There are people here on CM whom claim to be dom/sub, Master/Mistress,  that have actually never had a real time experience in their life as of yet, but yet they state opinions as if they are authorities on any given subject.   i am not much of an authority on any subject except when it comes to my kids.
 
disclaimer**  opinions posted by me are based on humble experiences and are subject to change at any given time based on new experiences.  differences in opinion in regards to my own are subject to reconsideration.   side effects may include but are not  limited to sudden perspiration, dizziness, increase in heartrate, nervousness, insomnia, dizziness, nausea and/or vomiting.





Reasonable -> RE: Cybering in the scene. (4/30/2006 7:31:46 AM)

I can only see cybering as a temporary bridge to real.




mistoferin -> RE: Cybering in the scene. (4/30/2006 7:51:32 AM)

quote:

ORIGINAL: Reasonable
I can only see cybering as a temporary bridge to real.


I agree that online is a perfectly valid way to begin the process of getting to know someone. I also agree that for those who only want online....well, whatever works for you is fine. Where I have a problem with the whole thing is when people assume that their online relationship is the same as the reality of being in a D/s, M/s relationship in real time....especially if it is going to involve aspects of BDSM.

Too often I have seen people with no real time experience invest a great deal of time, emotion, effort and finance...sometimes for periods of years....only to find out that when they cross that bridge into reality that their illusion of what it would be is shattered and the relationship at that point fails.

It is entirely different to fantasize about being in complete service to someone and an utterly different thing to actually do it. It is an entirely different feeling to long to be in the bondage of another than it is to experience the feeling that comes when that last restraint clicks shut and you realize that you are now at the complete will of another....not just in bonds of your own making on a web cam where you leave one hand free to type or spank yourself for him to see. There is no amount of talking or typing in the world that can prepare you for the physical sensation of that whip biting into your real flesh. There is no way to prepare you to willingingly accept pain that is doled out at the level of his discretion in comparison to the level you can take yourself to for his viewing pleasure. Not trying to piss anyone off here...but I contend that until you have some real time experience under your belt, what you have is but an illusion of what you think the reality will be like.
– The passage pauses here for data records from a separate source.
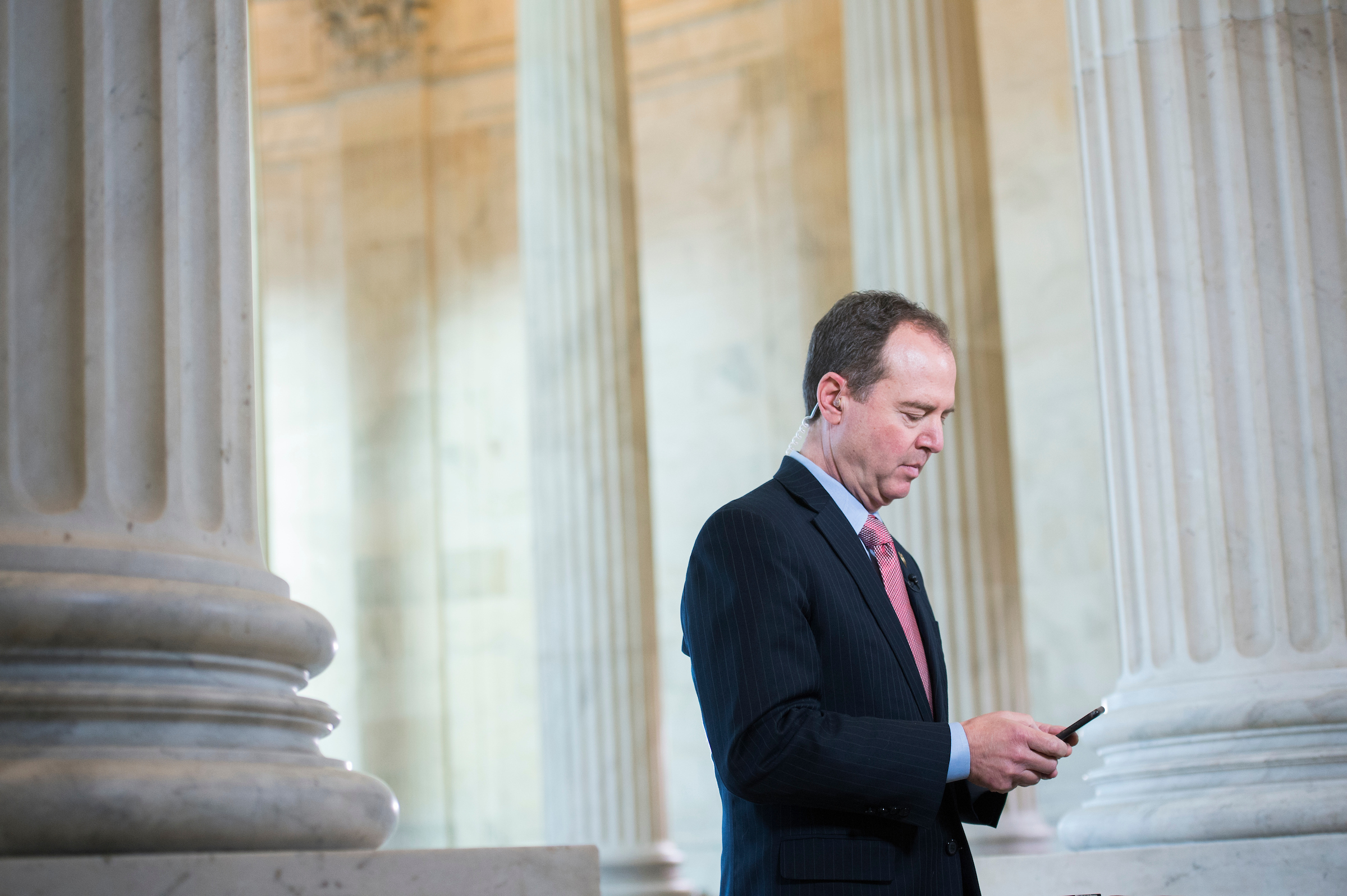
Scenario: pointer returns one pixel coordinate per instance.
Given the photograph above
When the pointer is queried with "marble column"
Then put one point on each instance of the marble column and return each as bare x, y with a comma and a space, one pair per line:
150, 665
1217, 199
922, 226
590, 489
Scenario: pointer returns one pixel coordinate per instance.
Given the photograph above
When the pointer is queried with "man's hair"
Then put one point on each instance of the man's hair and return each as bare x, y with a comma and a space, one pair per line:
849, 340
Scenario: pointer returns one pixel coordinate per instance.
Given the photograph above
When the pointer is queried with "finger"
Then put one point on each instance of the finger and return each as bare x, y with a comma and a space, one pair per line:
1041, 766
1048, 746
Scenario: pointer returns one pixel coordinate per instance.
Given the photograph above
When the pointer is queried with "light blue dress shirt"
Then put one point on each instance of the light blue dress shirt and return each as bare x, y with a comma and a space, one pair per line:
961, 759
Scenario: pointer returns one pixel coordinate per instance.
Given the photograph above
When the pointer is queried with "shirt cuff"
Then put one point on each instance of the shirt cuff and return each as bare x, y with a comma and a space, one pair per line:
961, 760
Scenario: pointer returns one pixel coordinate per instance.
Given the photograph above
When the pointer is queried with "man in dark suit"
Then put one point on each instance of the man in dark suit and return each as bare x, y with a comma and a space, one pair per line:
817, 656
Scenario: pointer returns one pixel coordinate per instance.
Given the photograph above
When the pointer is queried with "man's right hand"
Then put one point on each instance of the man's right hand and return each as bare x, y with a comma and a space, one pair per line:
1009, 750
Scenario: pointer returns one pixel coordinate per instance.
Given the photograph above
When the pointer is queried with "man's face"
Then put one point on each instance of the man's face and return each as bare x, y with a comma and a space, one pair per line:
881, 444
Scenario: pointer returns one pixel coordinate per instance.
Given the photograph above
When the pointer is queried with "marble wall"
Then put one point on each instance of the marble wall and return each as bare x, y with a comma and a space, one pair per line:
1052, 386
394, 364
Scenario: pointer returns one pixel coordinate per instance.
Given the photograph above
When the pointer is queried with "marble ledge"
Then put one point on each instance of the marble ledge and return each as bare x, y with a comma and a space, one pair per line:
531, 871
1312, 865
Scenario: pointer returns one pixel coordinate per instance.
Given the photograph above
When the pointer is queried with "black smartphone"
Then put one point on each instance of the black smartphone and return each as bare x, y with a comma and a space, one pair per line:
1081, 723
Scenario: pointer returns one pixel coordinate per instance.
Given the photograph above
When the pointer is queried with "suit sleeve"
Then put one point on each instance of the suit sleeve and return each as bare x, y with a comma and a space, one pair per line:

Edited because I need more coffee to spell correctly




Reasonable -> RE: Cybering in the scene. (4/30/2006 7:54:44 AM)

Seems that we are in accord mist.[;)]




Wulfchyld -> RE: Cybering in the scene. (4/30/2006 8:02:00 AM)

Micro webcam basic; 15-20 bucks. With forward lightening it works really well. Through communicating via chat or e-mail we get a good look into the mind of the other. A cam gives you a little more. You get to look at the other person and see their emotions. If you are into a structured M/s lifestyle, like Gorean, a cam is a great training tool for poses and serves and such. I have a cam and use it. However the slave has to build up to that, I am not here to play M/s games and only cam with someone I seriously want to know or with friends.